The Scariest Feeling
For the second time during the night I had the scariest feeling I’ve had so far during my recovery process. I felt my back going out in the most vulnerable area of my back. Deep within the very fiber of where I had my L5 S1 fusion. It’s honestly a feeling I can’t fully describe. It’s as if the very titanium disc itself was about to break in half.

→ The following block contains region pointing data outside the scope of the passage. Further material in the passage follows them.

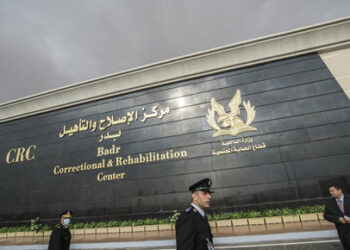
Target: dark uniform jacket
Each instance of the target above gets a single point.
(332, 213)
(60, 238)
(192, 231)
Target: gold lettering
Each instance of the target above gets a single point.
(9, 155)
(110, 177)
(28, 157)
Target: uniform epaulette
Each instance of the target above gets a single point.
(188, 210)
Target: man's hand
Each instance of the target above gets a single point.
(342, 220)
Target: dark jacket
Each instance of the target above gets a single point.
(192, 231)
(60, 238)
(332, 211)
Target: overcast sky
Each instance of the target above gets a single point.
(47, 44)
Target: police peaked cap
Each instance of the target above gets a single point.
(66, 214)
(202, 185)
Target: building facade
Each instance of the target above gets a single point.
(268, 120)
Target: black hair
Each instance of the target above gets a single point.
(337, 187)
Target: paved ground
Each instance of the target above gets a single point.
(320, 240)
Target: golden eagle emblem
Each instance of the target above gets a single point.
(231, 120)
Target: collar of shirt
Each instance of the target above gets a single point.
(341, 199)
(199, 209)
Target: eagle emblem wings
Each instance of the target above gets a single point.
(231, 123)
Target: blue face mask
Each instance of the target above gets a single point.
(66, 222)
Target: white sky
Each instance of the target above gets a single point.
(47, 44)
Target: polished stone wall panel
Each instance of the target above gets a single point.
(302, 115)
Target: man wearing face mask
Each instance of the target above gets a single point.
(192, 228)
(60, 236)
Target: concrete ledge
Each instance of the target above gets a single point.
(223, 223)
(220, 225)
(164, 227)
(308, 217)
(150, 228)
(228, 241)
(239, 222)
(125, 229)
(101, 231)
(322, 37)
(256, 221)
(290, 218)
(90, 231)
(28, 234)
(11, 235)
(78, 231)
(138, 229)
(113, 230)
(273, 220)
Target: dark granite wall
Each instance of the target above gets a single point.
(302, 116)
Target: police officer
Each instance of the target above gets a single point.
(60, 236)
(192, 227)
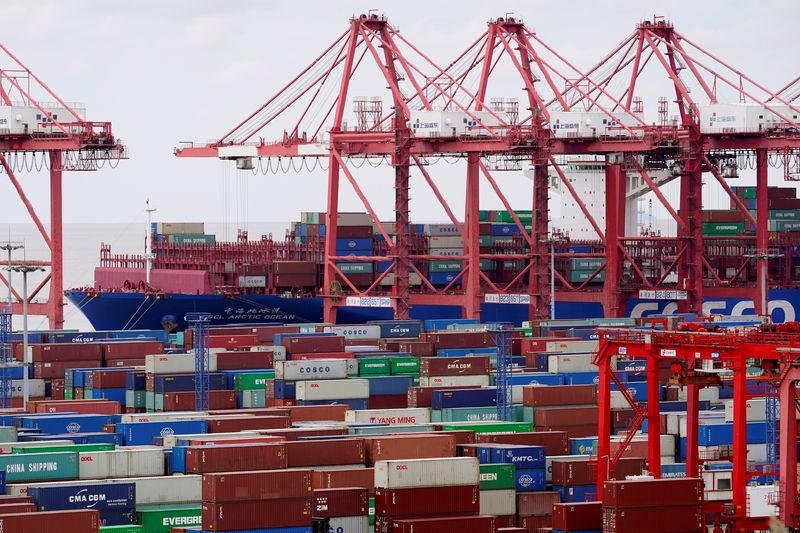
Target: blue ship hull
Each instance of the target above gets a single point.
(119, 311)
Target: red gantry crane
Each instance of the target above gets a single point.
(39, 131)
(463, 113)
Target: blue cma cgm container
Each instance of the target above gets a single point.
(99, 496)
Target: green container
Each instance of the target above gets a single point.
(253, 399)
(97, 447)
(587, 263)
(372, 511)
(579, 276)
(58, 466)
(163, 519)
(723, 228)
(472, 414)
(135, 399)
(378, 366)
(122, 529)
(497, 477)
(444, 266)
(404, 365)
(253, 381)
(352, 267)
(490, 427)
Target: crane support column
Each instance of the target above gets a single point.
(761, 300)
(56, 298)
(615, 228)
(472, 305)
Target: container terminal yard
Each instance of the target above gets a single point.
(496, 372)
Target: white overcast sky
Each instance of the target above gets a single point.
(169, 71)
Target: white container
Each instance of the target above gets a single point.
(498, 502)
(557, 364)
(389, 416)
(446, 472)
(122, 462)
(175, 363)
(454, 381)
(364, 331)
(333, 389)
(311, 369)
(572, 346)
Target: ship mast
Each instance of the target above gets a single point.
(148, 245)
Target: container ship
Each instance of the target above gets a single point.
(271, 280)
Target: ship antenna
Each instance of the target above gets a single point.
(148, 245)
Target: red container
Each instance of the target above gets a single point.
(572, 416)
(325, 452)
(559, 395)
(56, 369)
(249, 360)
(421, 446)
(185, 401)
(230, 516)
(232, 341)
(398, 401)
(462, 524)
(648, 493)
(346, 501)
(453, 366)
(463, 499)
(684, 519)
(82, 521)
(130, 350)
(260, 485)
(293, 434)
(554, 442)
(536, 503)
(233, 424)
(349, 477)
(235, 457)
(64, 352)
(314, 344)
(422, 396)
(577, 516)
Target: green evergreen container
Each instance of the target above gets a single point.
(57, 466)
(497, 477)
(97, 447)
(253, 381)
(163, 519)
(377, 366)
(404, 365)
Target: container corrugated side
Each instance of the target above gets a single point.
(427, 472)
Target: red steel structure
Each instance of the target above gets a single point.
(39, 131)
(696, 359)
(500, 137)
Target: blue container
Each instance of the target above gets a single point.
(582, 446)
(530, 479)
(389, 385)
(461, 352)
(521, 456)
(357, 403)
(537, 378)
(442, 323)
(135, 381)
(185, 382)
(397, 329)
(142, 433)
(444, 399)
(66, 423)
(284, 390)
(100, 496)
(118, 517)
(576, 493)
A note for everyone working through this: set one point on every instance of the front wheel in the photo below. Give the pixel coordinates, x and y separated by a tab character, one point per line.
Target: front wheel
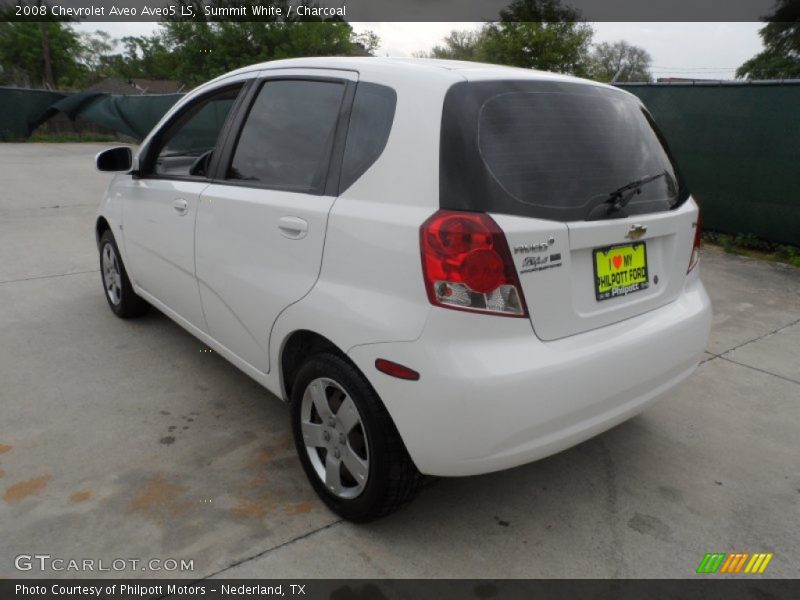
119	293
348	445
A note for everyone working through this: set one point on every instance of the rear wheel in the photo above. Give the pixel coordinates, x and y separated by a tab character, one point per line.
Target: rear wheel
348	445
119	293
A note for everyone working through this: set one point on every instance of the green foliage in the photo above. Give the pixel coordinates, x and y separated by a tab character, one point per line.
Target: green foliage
27	47
458	45
533	34
188	51
780	58
561	47
620	60
748	244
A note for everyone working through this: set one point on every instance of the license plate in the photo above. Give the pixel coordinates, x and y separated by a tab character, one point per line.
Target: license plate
620	270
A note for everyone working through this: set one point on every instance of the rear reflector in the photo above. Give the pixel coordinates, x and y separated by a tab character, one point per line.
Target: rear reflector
395	370
698	233
467	265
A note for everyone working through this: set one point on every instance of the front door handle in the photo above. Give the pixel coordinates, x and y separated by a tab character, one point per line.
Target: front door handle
294	228
181	206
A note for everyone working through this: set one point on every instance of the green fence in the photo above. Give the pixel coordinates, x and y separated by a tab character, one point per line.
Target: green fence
738	146
22	111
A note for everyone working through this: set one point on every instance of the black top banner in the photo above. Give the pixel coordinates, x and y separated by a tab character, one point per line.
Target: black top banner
401	11
406	589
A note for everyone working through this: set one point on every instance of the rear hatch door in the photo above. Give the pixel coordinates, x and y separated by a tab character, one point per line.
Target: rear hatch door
577	175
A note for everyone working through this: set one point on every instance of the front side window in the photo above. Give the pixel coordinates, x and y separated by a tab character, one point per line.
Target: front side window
186	146
288	135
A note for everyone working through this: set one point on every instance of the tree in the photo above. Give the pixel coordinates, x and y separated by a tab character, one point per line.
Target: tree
203	49
620	61
780	58
458	45
39	54
538	34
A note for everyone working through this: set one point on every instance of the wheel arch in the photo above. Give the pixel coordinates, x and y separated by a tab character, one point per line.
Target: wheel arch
296	348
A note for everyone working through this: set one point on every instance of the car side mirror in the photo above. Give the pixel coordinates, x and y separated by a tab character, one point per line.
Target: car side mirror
115	159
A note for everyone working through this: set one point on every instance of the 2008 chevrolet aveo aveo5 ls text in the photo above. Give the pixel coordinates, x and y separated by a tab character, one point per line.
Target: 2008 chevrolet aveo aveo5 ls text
445	268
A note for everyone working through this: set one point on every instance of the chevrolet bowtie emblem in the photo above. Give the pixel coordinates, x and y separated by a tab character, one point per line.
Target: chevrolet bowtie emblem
636	231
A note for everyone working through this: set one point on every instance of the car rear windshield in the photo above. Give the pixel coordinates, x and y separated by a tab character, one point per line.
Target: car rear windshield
553	150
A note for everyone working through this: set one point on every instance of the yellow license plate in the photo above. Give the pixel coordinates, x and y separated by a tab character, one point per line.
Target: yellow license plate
620	270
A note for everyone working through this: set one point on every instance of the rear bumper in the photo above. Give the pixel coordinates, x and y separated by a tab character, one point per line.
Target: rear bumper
493	396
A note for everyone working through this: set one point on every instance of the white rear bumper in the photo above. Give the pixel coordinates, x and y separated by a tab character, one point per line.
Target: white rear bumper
493	396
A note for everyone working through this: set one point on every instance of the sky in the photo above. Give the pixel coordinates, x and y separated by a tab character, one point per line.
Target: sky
692	50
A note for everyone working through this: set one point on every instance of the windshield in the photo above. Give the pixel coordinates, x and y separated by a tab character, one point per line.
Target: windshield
551	150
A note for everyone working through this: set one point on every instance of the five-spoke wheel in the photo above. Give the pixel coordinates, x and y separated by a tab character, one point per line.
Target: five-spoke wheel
334	438
347	442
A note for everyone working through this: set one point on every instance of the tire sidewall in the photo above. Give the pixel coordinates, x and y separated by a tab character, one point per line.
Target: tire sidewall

Both times all I was attempting to do was sit up in the bed. I only felt if slightly around 12:30am. But, when I tried to sit up on my own around 5:15am I knew I better continue lying completely still in my bed. Because deep within the deepest part of my back’s surgical area I feel a vulnerability that just doesn’t feel right. It’s like something is just about to snap in half at the very root of my back. And I’m not just talking some bad muscle pull.
I had to ask my wife to bring me an ice pack. It did at least settle the area for the moment. But, I can tell I just can’t put this area to the test or take things likely. It really scared me in a way I’ve not experienced. Any move I make for now must be calculated and done as carefully as possible. In fact, I’m not sure I should even try to sit-up any time soon without great assistance. I believe a shot to this area must be done ASAP as it seems whatever was protecting me within their before seems to no longer be doing its job. I’m just going to lay here as still as I can for awhile and hope this settles down.
“ For God has not given us a spirit of fear, but of power and of love and of a sound mind.”